Farmers cannot be penalised for fires they didn’t light, according to the Irish Natura and Hill Farmers Association (INHFA).

The INHFA was responding to a statement issued yesterday by the Minister of State at the Department of Agriculture, Food and the Marine, Andrew Doyle.

Minister Doyle advised farmers to remove illegally burnt land from their 2017 Basic Payment Scheme applications; this land would not be eligible for payment under the BPS scheme, or any other area-based schemes, he added.

But the chair of the INHFA’s CAP Committee, Colm O’Donnell, believes any proposal that could see farmers lose payments due to the actions of others is totally unacceptable.

He described the minister’s recommendations that farmers, and their advisers, should remove illegally burnt land from their BPS applications by way of an amendment as “ill advised, confusing and potentially very costly to these farmers, families and communities”.

Minister Doyle has been asked to clarify his comments and to clear up any confusion that has been caused.

Meanwhile, the INHFA understands that a penalty can only be applied to an applicant/farmer once it is found, after an inspection, that the farmer/applicant was responsible for breaching their requirements.

“So in this instance, it would have to be proven that the farmer lit the fire,” O’Donnell said.

Immediate clarity and reassurances need to be given to innocent farmers, who are now fearful of losing some or all of their farm payments, he added.

Major confusion

Similar calls for clarity on the matter have been made by Independent TD for Roscommon–Galway Michael Fitzmaurice.
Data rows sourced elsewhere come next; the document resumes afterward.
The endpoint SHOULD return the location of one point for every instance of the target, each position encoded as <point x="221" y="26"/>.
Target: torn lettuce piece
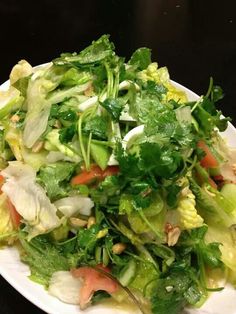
<point x="43" y="258"/>
<point x="10" y="101"/>
<point x="161" y="76"/>
<point x="29" y="199"/>
<point x="6" y="225"/>
<point x="21" y="70"/>
<point x="43" y="91"/>
<point x="98" y="51"/>
<point x="13" y="137"/>
<point x="53" y="144"/>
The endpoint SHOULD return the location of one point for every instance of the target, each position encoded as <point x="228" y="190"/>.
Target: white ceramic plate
<point x="16" y="273"/>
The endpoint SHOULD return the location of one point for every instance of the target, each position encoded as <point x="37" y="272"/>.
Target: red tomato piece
<point x="1" y="183"/>
<point x="95" y="172"/>
<point x="209" y="160"/>
<point x="93" y="281"/>
<point x="212" y="183"/>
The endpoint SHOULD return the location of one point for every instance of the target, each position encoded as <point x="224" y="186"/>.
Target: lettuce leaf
<point x="29" y="199"/>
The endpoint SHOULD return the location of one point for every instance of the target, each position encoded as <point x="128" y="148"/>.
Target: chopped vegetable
<point x="113" y="183"/>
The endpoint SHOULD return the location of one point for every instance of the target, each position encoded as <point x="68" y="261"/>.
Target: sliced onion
<point x="64" y="286"/>
<point x="72" y="205"/>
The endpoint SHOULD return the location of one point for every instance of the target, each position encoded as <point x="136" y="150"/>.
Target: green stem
<point x="197" y="103"/>
<point x="209" y="88"/>
<point x="88" y="150"/>
<point x="109" y="80"/>
<point x="144" y="218"/>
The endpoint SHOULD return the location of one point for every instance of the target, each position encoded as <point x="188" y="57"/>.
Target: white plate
<point x="16" y="273"/>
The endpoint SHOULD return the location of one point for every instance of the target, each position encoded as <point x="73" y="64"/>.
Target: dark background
<point x="196" y="39"/>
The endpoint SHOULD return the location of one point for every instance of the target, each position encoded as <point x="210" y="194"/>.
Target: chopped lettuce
<point x="6" y="225"/>
<point x="29" y="199"/>
<point x="161" y="76"/>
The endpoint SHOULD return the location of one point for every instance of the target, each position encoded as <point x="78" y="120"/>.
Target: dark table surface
<point x="196" y="39"/>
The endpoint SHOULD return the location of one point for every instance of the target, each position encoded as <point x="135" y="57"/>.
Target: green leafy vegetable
<point x="54" y="177"/>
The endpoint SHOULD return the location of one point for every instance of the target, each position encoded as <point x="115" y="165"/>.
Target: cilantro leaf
<point x="114" y="107"/>
<point x="141" y="58"/>
<point x="66" y="134"/>
<point x="98" y="126"/>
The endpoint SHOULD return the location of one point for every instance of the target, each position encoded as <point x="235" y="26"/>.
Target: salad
<point x="114" y="185"/>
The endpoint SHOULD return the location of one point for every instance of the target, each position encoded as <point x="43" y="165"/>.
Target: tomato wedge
<point x="15" y="216"/>
<point x="209" y="160"/>
<point x="212" y="183"/>
<point x="95" y="172"/>
<point x="93" y="281"/>
<point x="1" y="183"/>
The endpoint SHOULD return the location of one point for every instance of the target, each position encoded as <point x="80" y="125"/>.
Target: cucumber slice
<point x="100" y="154"/>
<point x="128" y="273"/>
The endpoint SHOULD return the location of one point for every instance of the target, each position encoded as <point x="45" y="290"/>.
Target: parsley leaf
<point x="114" y="107"/>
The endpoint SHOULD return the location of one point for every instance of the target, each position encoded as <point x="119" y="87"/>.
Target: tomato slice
<point x="95" y="172"/>
<point x="1" y="183"/>
<point x="212" y="183"/>
<point x="93" y="281"/>
<point x="209" y="160"/>
<point x="15" y="216"/>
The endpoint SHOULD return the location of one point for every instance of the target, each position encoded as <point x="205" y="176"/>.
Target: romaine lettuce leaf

Minister Doyle’s comments regarding the removal of illegally burnt land from BPS applications has caused “major confusion and anger in farming circles”, Fitzmaurice said.

If a farmer is directly responsible for the illegal burning of land then I support the action being proposed, but there are many farmers who could now be penalised that are totally innocent.

“There are cases where a farmer’s land might have been burnt. That fire may have started several fields away and he had no hand, act or part in that fire. To penalise in that instance would be grossly unfair and wrong.

“In addition, when it comes to commonage there could be 30 or 40, or even more, farmers involved in that land; the vast majority of those farmers would have had nothing to do with the fires.

“In many cases, farmers who are being penalised are actually the victims; in fact some farmers did everything they could to prevent the burning of their land,” he said.

The Independent TD has called on Minister Doyle to clarify the matter; he believes it is unfair that innocent farmers may be penalised for fires they did not light.